Melbourne Queer Film Festival 2022

MQFF is back for 2022 with a jam-packed 12-day lineup — and a new rooftop venue.
Sarah Ward
October 13, 2022

Overview

No one usually knows what they want to do for their 32nd birthday. For most of us, it isn't a big milestone. But when you're the Melbourne Queer Film Festival and you have a whole new array of LGBTIQA+ movies to show, every go-around is worth celebrating.

On the lineup for 2022's MQFF: Billy Eichner-starring gay Hollywood rom-com Bros, a Pink Flamingos 50th-anniversary showing and a spotlight on Brazil — and that's just the beginning. In total, over its 12-day run from Thursday, November 10–Monday, November 21, the fest will screen 49 features and 12 short film packages, including 35 Australian premieres.

Taking place at ACMI, Village Cinemas Jam Factory and Cinema Nova, and with eight screenings taking place on the Victorian Pride Centre rooftop for the first time, the 2022 program arrives after a couple of years of pandemic-fuelled chaos — including back in 2020, its 30th year, when COVID-19 meant that festivities couldn't go as planned.
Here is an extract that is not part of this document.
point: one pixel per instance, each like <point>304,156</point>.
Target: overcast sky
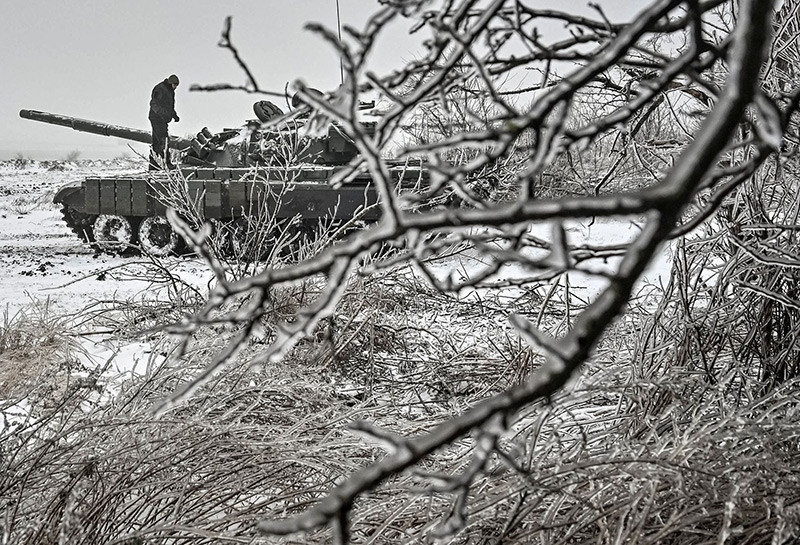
<point>99,59</point>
MQFF has has run online and in hybrid formats since, and popped up with a mini fest as well; however, 2022's main event is all in-person.

A virtual lineup will follow, but there's nothing like the physical MQFF experience.

Other highlights include the Brazilian titles both launching and wrapping up the fest: opening night's Private Desert, about a genderfluid blue-collar worker in an online relationship who goes missing; and closing night's Uýra: The Rising Forest, focusing on trans-indigenous artist Uýra. The latter will take one of the rooftop slots, as will MQFF's official Australian feature of the year The Longest Weekend, about three siblings in Sydney's Inner West.

Or, movie lovers can look forward to Blitzed!, about the eponymous London nightclub, with Boy George, Princess Julia and Spandau Ballet sharing their memories; Black as U R, a documentary about the lack of attention paid to the black queer community; and Mini-Zlatan and Uncle Darling, 2022's Rainbow Families session for MQFF-goers of all ages. Plus, Finland's Oscar submission Girl Picture focuses on three young women and Icelandic comedy Cop Secret charts a police officer falling for his partner — while Youtopia explores the inadvertent formation of a hipster cult, In From the Side is about an affair between two members of a fictional South London gay rugby club, and My Emptiness and I hones in on a young trans call-centre worker.

And in the retro category, alongside John Waters Divine-starring Pink Flamingos, is iconic 90s flick But I'm a Cheerleader  — the director's cut, and one of Natasha Lyonne's (Russian Doll) best-ever roles.